Not only does the project test health care workers for the disease, but it determines how much immunity was generated by their exposure and provides plasma for treating sick patients.
The Co-Immunity Project provides a real-time picture of COVID-19 infections, identifying where the virus is, how strong it is and how it’s moving geographically. That information, available to scientists and researchers across the globe, could help prepare for a second wave of the virus.
The Co-Immunity Project is just one of the ways UofL provided increased testing capabilities to the city and the state during the pandemic. As the first wave of coronavirus swept through, UofL increased the number of tests processed up to 1,000 per day, providing those results within 24 hours.
“We have researchers who temporarily dropped all of their other duties to devote their time to the fight against COVID-19,” said Kevin Gardner, UofL’s executive vice president for research and innovation.
A survivor’s story
LaTranza Hicks’ ordeal started with a headache that just wouldn’t go away. By the time she got to UofL Hospital, she had lost her sense of taste and was so weak she could barely dress herself. She was diagnosed with COVID-19 and spent the next month on a ventilator in the intensive care unit. She opened her eyes to a new world, one where she had to learn to identify her nurses by their shoes because masks covered their faces.

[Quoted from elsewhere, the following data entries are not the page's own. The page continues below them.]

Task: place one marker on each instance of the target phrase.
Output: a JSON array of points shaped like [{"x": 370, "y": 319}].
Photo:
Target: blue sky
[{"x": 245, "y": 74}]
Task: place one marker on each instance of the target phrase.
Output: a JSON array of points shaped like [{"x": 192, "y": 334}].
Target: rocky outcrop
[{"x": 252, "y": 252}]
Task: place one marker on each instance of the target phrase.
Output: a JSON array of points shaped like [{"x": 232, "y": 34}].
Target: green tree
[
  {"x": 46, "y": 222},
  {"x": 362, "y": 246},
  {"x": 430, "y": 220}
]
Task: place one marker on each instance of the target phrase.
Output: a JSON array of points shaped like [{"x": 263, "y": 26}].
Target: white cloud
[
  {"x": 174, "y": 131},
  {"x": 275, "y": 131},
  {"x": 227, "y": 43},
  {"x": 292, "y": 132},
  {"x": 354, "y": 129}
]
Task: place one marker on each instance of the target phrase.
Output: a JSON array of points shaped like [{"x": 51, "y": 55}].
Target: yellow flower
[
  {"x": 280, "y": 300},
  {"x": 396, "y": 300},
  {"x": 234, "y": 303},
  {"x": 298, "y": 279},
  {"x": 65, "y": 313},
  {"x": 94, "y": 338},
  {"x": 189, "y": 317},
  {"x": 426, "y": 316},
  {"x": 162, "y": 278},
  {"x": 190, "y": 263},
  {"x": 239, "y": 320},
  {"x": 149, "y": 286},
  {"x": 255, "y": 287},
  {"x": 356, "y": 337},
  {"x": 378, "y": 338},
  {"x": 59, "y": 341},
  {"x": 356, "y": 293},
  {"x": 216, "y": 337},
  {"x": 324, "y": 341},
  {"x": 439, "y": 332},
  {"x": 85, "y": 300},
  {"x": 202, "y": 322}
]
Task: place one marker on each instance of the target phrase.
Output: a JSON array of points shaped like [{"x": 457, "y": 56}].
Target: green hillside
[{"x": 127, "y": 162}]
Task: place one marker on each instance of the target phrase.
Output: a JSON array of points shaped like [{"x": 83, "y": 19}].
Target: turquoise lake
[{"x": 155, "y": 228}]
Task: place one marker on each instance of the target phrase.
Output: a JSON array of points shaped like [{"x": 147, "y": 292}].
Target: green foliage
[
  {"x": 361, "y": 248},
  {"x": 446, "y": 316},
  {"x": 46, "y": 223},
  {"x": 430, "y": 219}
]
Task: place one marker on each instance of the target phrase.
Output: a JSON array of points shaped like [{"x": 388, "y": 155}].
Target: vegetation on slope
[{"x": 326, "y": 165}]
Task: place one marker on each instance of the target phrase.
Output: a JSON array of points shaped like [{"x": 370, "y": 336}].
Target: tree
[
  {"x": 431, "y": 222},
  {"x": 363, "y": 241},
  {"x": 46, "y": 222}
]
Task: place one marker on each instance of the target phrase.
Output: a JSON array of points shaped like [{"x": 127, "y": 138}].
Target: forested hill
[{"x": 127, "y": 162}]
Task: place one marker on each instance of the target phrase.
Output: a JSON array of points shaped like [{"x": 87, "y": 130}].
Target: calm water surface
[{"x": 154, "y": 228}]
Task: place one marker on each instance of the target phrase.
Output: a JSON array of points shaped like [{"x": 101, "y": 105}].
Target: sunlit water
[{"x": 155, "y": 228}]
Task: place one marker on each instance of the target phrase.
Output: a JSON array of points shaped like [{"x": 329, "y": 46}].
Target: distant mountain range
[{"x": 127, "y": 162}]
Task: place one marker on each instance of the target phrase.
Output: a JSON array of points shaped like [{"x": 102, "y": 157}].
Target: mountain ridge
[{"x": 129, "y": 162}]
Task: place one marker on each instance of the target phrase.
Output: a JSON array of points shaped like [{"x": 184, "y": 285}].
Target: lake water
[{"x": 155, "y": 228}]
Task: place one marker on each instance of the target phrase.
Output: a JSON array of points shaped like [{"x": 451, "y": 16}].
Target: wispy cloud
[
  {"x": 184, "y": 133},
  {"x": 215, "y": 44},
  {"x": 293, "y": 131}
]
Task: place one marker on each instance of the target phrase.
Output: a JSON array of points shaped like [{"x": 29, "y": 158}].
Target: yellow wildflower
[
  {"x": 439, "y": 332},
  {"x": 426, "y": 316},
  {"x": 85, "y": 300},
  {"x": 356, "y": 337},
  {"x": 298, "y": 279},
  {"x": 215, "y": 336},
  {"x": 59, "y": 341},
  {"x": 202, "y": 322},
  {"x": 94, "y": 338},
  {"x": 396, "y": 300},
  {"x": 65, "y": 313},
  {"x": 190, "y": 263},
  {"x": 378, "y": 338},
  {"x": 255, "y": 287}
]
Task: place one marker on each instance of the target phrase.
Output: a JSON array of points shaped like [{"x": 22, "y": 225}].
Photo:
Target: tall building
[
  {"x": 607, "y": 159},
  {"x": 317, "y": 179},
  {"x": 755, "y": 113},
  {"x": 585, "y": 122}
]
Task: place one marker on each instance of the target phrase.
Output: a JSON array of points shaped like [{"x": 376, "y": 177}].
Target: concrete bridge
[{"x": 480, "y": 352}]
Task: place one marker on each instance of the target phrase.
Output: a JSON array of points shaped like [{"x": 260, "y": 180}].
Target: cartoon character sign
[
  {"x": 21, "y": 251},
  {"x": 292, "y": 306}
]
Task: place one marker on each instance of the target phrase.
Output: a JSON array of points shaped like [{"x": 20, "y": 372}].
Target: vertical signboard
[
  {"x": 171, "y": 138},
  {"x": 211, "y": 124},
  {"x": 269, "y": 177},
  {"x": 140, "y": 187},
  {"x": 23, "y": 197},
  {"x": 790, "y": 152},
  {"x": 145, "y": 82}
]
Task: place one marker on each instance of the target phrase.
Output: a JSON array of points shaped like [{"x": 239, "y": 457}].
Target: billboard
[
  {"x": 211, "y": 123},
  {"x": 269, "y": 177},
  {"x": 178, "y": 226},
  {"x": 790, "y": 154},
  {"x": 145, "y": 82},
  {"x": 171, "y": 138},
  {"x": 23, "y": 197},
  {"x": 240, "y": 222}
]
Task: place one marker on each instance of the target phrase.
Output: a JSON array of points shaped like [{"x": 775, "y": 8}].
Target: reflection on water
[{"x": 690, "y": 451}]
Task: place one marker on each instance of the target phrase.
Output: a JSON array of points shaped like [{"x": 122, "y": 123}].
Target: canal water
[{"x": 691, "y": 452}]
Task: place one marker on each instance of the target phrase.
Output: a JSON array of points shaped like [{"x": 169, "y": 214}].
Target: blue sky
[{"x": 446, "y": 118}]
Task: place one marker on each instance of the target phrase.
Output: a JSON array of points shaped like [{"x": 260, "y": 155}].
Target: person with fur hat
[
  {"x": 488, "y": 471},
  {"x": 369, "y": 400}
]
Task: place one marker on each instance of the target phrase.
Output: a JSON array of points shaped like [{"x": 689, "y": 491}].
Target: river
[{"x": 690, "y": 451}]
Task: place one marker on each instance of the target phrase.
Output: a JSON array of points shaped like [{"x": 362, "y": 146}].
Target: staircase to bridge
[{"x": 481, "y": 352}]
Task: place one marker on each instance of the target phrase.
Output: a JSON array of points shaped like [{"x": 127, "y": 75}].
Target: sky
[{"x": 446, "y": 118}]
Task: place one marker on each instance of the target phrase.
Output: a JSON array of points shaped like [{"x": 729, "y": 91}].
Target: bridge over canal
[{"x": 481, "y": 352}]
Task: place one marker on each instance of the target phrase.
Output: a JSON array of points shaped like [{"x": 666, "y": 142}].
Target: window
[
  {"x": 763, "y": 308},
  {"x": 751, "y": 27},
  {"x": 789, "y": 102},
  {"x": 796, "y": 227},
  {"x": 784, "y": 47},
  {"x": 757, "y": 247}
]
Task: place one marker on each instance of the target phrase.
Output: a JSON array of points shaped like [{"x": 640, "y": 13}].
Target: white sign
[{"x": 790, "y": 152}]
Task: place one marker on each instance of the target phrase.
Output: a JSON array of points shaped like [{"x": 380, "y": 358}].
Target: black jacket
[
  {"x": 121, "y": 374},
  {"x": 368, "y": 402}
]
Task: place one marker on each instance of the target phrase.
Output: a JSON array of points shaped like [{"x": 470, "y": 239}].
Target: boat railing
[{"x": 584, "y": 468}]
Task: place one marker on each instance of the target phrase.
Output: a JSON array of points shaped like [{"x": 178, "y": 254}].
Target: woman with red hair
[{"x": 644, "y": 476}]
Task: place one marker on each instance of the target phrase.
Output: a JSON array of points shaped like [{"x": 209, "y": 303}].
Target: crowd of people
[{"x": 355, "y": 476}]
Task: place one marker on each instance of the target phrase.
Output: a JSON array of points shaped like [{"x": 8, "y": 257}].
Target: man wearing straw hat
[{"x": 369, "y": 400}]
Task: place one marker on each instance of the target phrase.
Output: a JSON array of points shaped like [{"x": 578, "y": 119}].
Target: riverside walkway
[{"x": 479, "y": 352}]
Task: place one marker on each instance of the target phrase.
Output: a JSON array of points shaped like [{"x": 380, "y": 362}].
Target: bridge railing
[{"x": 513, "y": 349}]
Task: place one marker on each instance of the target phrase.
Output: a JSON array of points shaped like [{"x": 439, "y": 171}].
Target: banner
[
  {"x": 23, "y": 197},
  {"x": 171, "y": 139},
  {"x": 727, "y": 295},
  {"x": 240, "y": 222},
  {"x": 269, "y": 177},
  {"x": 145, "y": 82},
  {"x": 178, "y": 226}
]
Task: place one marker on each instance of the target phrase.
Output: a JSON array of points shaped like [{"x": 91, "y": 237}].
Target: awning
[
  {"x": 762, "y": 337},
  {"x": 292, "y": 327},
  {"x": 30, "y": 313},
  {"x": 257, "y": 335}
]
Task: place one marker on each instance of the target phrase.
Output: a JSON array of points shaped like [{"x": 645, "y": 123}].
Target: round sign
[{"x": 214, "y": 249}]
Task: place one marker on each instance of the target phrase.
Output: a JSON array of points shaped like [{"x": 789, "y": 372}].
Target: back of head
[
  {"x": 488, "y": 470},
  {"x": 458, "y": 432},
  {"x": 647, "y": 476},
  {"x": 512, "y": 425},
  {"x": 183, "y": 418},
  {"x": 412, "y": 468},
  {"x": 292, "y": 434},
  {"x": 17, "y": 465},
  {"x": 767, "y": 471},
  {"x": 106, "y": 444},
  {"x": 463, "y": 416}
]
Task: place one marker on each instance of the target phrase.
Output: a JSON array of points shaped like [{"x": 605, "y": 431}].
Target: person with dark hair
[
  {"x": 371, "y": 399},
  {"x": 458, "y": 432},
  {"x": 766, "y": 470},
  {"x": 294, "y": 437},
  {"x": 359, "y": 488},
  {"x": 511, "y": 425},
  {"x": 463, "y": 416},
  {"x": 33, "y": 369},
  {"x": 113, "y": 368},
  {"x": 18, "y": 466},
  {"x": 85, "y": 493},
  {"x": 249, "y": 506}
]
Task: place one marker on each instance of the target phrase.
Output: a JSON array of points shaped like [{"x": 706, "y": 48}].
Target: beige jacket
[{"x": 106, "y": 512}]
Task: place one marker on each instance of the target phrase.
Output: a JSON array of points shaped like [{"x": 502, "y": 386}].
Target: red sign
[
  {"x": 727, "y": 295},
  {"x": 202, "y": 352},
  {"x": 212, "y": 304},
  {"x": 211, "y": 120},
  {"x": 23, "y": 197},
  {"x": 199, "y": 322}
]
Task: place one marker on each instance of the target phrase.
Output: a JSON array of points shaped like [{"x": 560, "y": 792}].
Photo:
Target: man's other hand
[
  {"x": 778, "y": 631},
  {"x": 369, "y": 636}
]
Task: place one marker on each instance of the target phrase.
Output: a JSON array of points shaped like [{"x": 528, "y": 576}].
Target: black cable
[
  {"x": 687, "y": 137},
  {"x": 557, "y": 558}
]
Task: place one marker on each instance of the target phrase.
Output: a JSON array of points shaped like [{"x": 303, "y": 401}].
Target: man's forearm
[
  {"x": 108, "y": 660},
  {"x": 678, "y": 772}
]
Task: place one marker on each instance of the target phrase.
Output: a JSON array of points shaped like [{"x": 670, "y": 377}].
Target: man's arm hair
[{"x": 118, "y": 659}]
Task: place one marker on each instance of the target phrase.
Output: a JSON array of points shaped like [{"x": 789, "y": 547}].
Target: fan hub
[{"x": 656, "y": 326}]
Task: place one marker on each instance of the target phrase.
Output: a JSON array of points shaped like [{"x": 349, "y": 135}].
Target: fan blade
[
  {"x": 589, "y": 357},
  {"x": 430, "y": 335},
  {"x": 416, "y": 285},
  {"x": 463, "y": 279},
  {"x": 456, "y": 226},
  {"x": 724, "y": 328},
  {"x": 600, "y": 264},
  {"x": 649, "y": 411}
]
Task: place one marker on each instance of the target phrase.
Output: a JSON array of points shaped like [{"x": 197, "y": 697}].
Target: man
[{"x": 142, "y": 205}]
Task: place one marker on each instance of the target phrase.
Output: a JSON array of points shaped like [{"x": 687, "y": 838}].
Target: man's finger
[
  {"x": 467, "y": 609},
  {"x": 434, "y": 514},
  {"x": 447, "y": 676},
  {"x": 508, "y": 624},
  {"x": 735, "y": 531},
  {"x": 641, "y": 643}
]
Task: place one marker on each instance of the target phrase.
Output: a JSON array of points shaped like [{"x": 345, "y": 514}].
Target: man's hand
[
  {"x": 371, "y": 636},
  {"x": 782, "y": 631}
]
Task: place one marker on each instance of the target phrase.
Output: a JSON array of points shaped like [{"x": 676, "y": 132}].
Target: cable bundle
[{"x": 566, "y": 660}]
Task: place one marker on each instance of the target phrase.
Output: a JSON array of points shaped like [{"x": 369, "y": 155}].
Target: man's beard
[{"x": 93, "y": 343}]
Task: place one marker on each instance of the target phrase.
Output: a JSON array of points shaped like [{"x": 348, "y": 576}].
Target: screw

Though she had survived the worst part, her treatment wasn’t over. Her team at UofL Hospital cheered her on as she made her “survivor’s walk,” leaving UofL Hospital on a gurney bound for UofL Health-Frazier Rehabilitation Institute.
Darryl Kaelin, medical director of UofL Health-Frazier Rehab, and his team were waiting in a newly created space exclusively for patients recovering from COVID-19.
“This is a devastating infection. It not only affects the lungs, but all the internal organs,” Kaelin said. “People are just wiped out. They really need time to build their strength back up, to build their endurance back up and it’s a very slow process.”
Like so many, the staff at UofL Health adapted to the “new normal” of COVID-19. As of early June, UofL Health treated 434 COVID-19 patients at its clinics and hospitals, in addition to identifying 169 patients at its drive-thru testing sites. The telehealth program was expanded to provide patient access to more than 675 providers. UofL Health-Frazier Rehab introduced a dedicated COVID-19 team of occupational therapists, physical therapists and psychologists; created a safe space for therapy; and limited COVID-19 patients to single rooms to limit the spread of the virus.
Hicks worked with her therapists to regain endurance and strength, specifically in her left leg; her foot was left numb as a result of the virus. Although her lungs were weak, she practiced walking to and from her room and the therapy gym and eventually was able to regain mobility by stepping over objects.
“I’m excited to see how Ms. Hicks does down the road and to get her life back,” Kaelin said. “We at Frazier Rehab and the University of Louisville are just proud to be a part of it.”
“I’m a survivor,” Hicks said. “I really am.”